The decline in Congrier's fortunes is mirrored in small towns and villages across rural France where empty properties and vacant shopfronts tell of the slow decay of local businesses.
Sureau and Buisine were handpicked by the company Groupe SOS, which specialises in social projects and targets re-opening 1000 cafes this year in struggling villages.
"We won't just be running a cafe," Buisine said, surrounded by boxes in the house the local mayor has given them rent-free for six months as they seek to revive a cafe that was once the heartbeat of the village.
"We'll open a post office, a small store, there will be a games room with billiards and darts. We'll host themed parties and do roast chicken on Sundays for churchgoers leaving mass."
Many villages are battling to hold onto local businesses in an era of e-commerce and out-of-town shopping malls. More than one in every two French communes is now without a village shop.
The deterioration of local services and a sense of abandonment and anger in villages like Congrier in the western region of Pays de la Loire helped turn the "yellow vest" fuel protests into a general protest against President Emmanuel Macron.

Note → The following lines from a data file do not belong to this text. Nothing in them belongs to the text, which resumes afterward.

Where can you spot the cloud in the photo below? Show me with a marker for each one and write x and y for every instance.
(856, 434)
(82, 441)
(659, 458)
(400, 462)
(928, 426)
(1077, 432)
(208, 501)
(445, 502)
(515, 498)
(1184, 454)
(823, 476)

Those anti-government protests roiled France for months and highlighted the extent to which many French people living outside big cities and towns feel their communities are being hollowed out and ignored by Paris.

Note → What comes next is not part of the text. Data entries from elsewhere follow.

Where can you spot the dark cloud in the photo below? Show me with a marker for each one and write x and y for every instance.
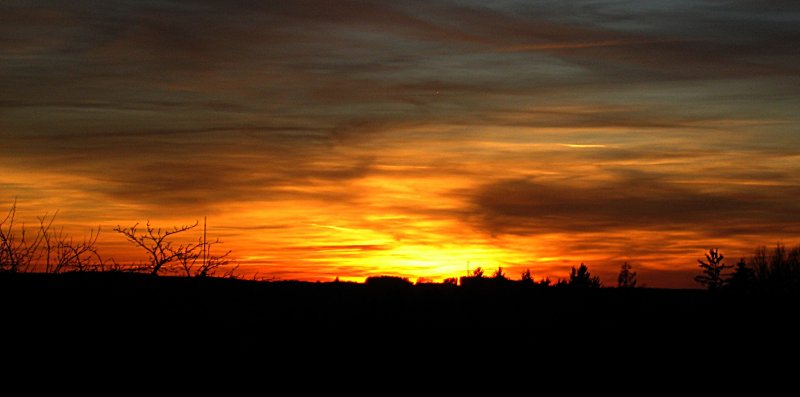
(634, 201)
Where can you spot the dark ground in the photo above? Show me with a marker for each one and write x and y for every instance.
(139, 310)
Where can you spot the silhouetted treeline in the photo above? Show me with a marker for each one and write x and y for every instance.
(771, 271)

"We desperately need a convivial meeting place," Congrier mayor Herve Tison said. "I used to see folk in the bar whom I no longer see."
The project – dubbed "1000 cafes" – has received bids from 550 villages to help resuscitate their local cafe and applications from about 1500 people to run them.
Sureau and Buisine paid nothing for the premises and, in addition to the free rent, the mayor's office will finance renovations to the tune of €10,000 ($16,100). They hope to re-open in March, much to the joy of locals.
Meanwhile, on the same day the pension reforms were due to be debated in parliament, the government has backed away from a plan to abolish Macron's alma mater, an elite finishing school for future leaders and civil service mandarins, instead promising to reform it and diversify its intake.
For Macron abolishing the Ecole Nationale d'Administration (ENA) was a gesture towards the yellow-vest protesters and provincials who see him as the remote, arrogant figurehead of a metropolitan ruling caste.
However, the plan set him on a collision course with the French establishment.
The change in plans was announced by Prime Minister Edouard Philippe, who like the President is a ENA alumni.
When Charles de Gaulle founded the ENA in 1945, it was designed to train an elite cadre of senior civil servants, but one supposedly chosen on merit.
However, the college has come to symbolise inequality as it is seen as a close-knit club that dominates politics and business.
Entry to the ENA is so difficult that in practice it is reserved mainly for students from upper class backgrounds who have attended the best schools.
For a president already facing protests and strikes over his economic reforms and plans to overhaul France's generous pension and welfare systems, it may have been a battle too many.
Instead, Philippe said the government would implement a plan for "the social and geographic diversification" of the school and those entering the upper echelons of the civil service.
It will be replaced by a "public management school" with a broader remit, but the internationally recognised ENA brand will be maintained.
The prestigious alma mater of four of France's last 10 presidents is a postgraduate college enjoying a similar status to Britain's Oxford or Cambridge, but it is much smaller, with only about 100 places available each year.